Istituto Prosperius, Bettarelli: “La Giunta regionale non risponde ai sindacati che chiedono un confronto”

PERUGIA – “Dopo l’interrogazione presentata a luglio in Aula sullo spettro di una crisi aziendale per l’istituto
Prosperius, dopo la risposta vaga dell’assessore Coletto e quella
preoccupante del sindaco Carizia, che ha parlato di ‘incertezza significativa sulla continuità aziendale’, su Prosperius questa Giunta regionale non si esprime”: lo afferma il consigliere regionale Michele
Bettarelli (Pd) che annuncia un’interrogazione per chiedere “quali sono
le motivazioni per cui la presidente Tesei e l’assessore Coletto non si
sono resi disponibili alle reiterate richieste di confronto delle sigle
sindacali in merito alle problematiche emerse presso l’Istituto”.

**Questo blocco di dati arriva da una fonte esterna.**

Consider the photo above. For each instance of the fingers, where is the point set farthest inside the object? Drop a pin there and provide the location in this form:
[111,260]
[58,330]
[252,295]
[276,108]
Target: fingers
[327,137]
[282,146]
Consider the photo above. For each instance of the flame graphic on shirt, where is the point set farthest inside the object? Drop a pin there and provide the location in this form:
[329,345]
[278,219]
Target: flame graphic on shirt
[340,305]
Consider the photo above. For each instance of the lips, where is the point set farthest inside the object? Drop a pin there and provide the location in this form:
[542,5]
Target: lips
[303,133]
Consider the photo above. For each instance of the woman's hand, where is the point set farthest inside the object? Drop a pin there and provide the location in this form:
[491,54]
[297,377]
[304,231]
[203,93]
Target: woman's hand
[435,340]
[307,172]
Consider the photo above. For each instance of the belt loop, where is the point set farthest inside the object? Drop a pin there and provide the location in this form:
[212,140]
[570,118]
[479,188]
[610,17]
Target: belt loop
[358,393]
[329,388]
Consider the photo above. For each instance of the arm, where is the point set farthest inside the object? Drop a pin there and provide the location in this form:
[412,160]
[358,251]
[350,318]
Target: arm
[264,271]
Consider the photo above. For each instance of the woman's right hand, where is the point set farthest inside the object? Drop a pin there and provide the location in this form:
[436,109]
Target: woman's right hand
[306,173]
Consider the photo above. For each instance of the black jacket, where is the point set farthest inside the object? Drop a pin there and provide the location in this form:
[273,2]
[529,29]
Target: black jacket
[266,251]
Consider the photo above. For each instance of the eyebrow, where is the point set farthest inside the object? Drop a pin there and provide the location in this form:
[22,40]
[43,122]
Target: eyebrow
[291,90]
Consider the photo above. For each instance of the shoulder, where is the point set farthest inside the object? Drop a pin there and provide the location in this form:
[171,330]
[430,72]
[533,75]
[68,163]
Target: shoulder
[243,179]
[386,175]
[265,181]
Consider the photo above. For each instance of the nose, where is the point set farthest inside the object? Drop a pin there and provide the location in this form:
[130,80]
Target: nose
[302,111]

“La Lega – spiega Bettarelli – governa da tempo la città di Umbertide ma
il destino dell’Istituto Prosperius Tiberino e dei suoi dipendenti pare non interessare la Presidente Tesei e l’assessore Coletto che, alle reiterate e legittime richieste di confronto da parte delle sigle sindacali preoccupate per il destino della struttura umbertidese e dei suoi lavoratori, scelgono di non rispondere. Una situazione quella all’Istituto Prosperius che già da
qualche mese ha messo in allarme un intero territorio: lavoratori, pazienti,
professionisti di una struttura di grande valore per il sistema sanitario
regionale e nazionale. Situazione tuttavia non meritevole d’interesse da
parte della Giunta regionale che, nonostante abbia un ruolo centrale nelle
dinamiche aziendali, con i propri rappresentanti in seno alla Usl, pare non
voler affrontare la vicenda, vista la terza missiva (inviata a mezzo pec
delle sigle sindacali nella giornata di oggi) senza alcuna risposta, a
partire da luglio”.

“Per questo – conclude – presenterò un’interrogazione per chiedere quali
sono le motivazioni per cui la presidente Tesei e l’assessore Coletto non
si sono resi disponibili alle richieste di confronto dei sindacati e capire
se si tratta ‘solo’ di assoluta noncuranza o c’è qualcosaltro”.